The takeover will create an aerospace unit with more than 2 billion pounds in revenue, making GKN one of the world’s top 10 tier-one suppliers. About 70 percent of sales will come from passenger plane programs such as Airbus’s A320 single-aisle family, for which Volvo Aero supplies engine components.
GKN initially bid about 800 million pounds for Aero, which equips aircraft such as Saab AB’s Gripen fighter jet, a price that depended on Volvo meeting certain conditions, people familiar with the situation said March 27.

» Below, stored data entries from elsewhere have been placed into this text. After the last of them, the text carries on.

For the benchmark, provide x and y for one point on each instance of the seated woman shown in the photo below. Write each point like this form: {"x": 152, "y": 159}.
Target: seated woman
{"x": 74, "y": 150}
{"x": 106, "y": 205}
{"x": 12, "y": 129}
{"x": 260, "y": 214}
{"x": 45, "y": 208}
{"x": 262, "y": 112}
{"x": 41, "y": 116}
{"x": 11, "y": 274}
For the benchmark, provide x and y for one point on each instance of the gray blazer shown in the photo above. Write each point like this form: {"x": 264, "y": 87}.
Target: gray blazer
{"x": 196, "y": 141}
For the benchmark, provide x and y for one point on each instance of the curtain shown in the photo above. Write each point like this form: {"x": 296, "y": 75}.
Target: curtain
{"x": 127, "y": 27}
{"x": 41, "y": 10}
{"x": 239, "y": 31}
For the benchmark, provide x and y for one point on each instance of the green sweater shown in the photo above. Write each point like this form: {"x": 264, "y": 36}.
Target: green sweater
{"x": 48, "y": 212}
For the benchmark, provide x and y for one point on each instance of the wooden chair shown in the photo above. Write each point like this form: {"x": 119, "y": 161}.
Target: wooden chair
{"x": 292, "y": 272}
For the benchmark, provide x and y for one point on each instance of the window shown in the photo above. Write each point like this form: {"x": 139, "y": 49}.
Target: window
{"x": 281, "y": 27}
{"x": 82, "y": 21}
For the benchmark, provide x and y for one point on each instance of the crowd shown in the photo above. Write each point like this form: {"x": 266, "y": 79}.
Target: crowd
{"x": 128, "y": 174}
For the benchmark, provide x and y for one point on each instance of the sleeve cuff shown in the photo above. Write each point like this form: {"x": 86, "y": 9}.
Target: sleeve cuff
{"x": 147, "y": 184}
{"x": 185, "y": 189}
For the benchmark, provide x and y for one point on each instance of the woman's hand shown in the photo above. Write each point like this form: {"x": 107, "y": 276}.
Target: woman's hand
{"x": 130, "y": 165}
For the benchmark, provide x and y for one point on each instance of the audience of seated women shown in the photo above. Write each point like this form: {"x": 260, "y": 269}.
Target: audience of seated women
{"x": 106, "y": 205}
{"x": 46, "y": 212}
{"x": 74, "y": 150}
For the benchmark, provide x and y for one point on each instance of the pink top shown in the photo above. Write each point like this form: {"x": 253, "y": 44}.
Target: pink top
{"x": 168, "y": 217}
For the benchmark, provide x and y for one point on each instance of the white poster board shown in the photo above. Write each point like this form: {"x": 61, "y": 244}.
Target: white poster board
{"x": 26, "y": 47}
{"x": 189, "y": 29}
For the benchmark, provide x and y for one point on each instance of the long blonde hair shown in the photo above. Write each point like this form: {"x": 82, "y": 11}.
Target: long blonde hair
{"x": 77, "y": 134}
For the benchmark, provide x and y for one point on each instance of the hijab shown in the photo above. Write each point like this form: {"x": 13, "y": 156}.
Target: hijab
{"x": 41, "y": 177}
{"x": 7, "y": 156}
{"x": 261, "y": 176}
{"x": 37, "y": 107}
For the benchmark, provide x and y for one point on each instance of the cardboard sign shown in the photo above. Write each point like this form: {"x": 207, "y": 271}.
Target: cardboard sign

Companies that had been interested and dropped out earlier this year include German aircraft-engine maker MTU Aero Engines Holding AG and buyout firms Carlyle Group LP and Nordic Capital.
Stein said Feb. 28 that he would remain disciplined on what he would pay for acquisitions and that GKN had looked at “a lot of things over the years.” The company has four units, of which aerospace is the second largest after sales grew 4 percent last year to 1.48 billion pounds, lagging behind the other divisions.
In addition to complete engines, Volvo Aero makes parts including compressor rotors, turbine structures and fan cases. GKN Aerospace will get about 40 percent of its sales from engine activities following the takeover, up from 14 percent last year, helping to rebalance the business, Stein said today.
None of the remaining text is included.